# Brie with Cranberry Chutney



## SharonT (Jul 15, 2006)

Baked Brie With Cranberry Chutney
2/3 c. water
2/3 c. sugar
1 (6-ounce) pkg. dried cranberries
4 tsp. white balsamic vinegar
1/3 c. dark raisins
1/4 c. chopped pecans
scant 1/4 tsp. ground ginger
1/2 tsp. chopped garlic
1 (2 1/4 lb.) wheel of brie with rind
In heavy 3-quart saucepan, combine water and sugar.  Stir to dissolve sugar; bring to boil.  Add cranberries, vinegar, raisins, pecans, ginger and garlic.  Boil very slowly, stirring occasionally until thick (5 minutes or so).  Remove from heat; allow to cool.  Cover and refrigerate.  Place Brie in center of baking sheet lined with foil.  Remove rind from top of cheese.  Spread cranberry chutney over top of cheese.  Fold foil loosely over cheese, making a tent.  Bake at 350 degrees until heated thoroughly, 10 to 15 minutes.  Remove from oven; lift foil and cheese to serving plate.   Trim away foil and arrange greenery around cheese.  Serve with apples and pears, or serve with French bread, cut into thin slices.


----------



## kadesma (Jul 16, 2006)

*A keeper*

_Thank you Sharon, this is a keeper.

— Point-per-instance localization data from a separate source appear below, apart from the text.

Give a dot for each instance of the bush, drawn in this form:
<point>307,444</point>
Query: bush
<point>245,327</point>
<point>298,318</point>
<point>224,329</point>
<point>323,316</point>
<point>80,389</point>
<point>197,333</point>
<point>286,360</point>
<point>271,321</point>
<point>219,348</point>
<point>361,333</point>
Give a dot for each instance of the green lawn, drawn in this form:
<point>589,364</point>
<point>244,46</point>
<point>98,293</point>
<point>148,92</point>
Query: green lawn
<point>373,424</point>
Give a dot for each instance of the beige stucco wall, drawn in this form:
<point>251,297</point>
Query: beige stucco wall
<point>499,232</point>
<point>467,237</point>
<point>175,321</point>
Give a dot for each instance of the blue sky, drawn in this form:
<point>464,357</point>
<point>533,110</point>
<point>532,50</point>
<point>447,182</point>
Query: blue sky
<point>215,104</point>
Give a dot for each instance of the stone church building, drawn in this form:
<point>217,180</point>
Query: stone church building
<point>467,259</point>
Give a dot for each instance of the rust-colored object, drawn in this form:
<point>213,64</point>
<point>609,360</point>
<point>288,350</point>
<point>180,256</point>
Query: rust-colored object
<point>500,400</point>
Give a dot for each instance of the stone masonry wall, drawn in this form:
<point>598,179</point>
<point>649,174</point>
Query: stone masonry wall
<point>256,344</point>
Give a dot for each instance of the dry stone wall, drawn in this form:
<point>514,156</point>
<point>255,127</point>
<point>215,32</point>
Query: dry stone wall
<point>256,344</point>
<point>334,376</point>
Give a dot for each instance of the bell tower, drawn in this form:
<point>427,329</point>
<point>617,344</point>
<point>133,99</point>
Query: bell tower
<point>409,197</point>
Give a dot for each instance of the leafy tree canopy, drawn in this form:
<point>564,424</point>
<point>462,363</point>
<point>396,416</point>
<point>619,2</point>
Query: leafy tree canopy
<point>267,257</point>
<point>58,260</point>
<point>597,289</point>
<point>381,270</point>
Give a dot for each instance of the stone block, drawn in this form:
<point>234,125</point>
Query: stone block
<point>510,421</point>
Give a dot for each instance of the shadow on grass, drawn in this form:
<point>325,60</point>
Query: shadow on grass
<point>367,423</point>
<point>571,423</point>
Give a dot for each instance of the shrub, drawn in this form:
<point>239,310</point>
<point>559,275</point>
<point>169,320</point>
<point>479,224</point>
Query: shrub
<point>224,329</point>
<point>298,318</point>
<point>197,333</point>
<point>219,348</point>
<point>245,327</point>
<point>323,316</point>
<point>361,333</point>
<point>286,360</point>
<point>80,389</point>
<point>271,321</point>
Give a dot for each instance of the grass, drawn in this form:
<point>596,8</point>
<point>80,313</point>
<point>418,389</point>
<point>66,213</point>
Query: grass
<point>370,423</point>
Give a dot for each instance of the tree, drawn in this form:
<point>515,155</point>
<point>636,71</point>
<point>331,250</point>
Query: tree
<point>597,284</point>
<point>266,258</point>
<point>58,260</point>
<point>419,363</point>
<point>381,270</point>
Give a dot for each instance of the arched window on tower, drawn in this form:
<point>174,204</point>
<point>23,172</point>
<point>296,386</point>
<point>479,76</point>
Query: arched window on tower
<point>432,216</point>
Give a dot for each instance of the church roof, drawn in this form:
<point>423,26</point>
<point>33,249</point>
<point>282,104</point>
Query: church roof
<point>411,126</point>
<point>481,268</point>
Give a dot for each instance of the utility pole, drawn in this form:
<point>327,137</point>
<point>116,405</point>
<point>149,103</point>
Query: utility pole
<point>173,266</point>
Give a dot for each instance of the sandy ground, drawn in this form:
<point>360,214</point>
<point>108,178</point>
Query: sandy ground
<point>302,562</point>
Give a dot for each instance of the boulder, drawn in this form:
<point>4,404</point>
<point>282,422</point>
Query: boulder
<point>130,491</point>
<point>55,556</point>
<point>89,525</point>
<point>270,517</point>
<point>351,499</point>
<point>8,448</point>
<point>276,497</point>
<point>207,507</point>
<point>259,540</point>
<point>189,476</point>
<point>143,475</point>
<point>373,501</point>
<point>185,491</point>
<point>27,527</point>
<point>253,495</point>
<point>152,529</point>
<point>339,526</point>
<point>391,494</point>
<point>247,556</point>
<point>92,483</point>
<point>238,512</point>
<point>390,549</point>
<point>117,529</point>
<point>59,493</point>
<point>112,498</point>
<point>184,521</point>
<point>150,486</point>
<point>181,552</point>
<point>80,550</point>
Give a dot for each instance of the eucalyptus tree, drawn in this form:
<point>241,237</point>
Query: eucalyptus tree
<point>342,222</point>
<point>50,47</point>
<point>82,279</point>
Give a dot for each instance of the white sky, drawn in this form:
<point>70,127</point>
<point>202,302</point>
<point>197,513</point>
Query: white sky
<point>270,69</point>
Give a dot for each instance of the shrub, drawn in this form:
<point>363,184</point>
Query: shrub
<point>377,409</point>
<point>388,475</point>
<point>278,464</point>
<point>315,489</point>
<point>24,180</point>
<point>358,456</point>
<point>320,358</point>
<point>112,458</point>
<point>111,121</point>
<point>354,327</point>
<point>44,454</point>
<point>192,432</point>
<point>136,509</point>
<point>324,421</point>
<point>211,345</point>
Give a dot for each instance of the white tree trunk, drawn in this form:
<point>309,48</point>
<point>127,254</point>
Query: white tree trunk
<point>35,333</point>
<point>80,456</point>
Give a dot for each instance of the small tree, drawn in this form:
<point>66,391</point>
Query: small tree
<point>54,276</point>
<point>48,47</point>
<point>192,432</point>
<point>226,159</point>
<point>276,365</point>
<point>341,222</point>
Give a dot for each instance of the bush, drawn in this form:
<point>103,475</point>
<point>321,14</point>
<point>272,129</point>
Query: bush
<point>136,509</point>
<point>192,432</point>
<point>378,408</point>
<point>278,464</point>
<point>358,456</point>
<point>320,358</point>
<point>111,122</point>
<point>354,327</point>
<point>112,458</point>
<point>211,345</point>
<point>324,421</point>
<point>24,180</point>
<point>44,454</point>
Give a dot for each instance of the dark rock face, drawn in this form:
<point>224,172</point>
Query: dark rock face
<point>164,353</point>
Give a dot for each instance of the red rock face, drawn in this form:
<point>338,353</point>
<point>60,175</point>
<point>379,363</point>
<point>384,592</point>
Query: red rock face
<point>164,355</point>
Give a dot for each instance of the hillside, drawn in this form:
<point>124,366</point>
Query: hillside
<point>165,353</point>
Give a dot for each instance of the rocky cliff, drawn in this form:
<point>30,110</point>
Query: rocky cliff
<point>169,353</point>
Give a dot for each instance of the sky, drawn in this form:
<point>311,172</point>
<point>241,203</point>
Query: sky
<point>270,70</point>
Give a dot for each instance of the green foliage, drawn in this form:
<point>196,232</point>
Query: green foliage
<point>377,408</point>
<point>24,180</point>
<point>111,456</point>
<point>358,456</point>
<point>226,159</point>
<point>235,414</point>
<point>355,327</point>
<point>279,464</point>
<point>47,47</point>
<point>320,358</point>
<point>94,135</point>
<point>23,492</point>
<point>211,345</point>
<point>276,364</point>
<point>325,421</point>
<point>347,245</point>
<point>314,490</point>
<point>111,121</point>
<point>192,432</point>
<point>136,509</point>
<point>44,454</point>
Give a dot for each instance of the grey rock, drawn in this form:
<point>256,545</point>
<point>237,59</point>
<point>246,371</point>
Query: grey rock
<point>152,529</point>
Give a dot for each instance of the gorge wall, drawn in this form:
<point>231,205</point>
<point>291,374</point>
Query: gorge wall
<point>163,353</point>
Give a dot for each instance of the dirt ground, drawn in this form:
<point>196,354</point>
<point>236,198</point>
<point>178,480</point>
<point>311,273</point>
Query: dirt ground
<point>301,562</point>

My family will love it._

_kadesma _


----------



## urmaniac13 (Jul 16, 2006)

Wow, what I found here, just our kind of goody!!  My mouth waters just imagining the end product... thanks for sharing, I second kadesma, it's a keeper!!


----------



## cjs (Jul 16, 2006)

I love a good chutney!! Will certainly be using your idea.


----------



## deejoy (Aug 24, 2006)

Thanks, this sounds good.


----------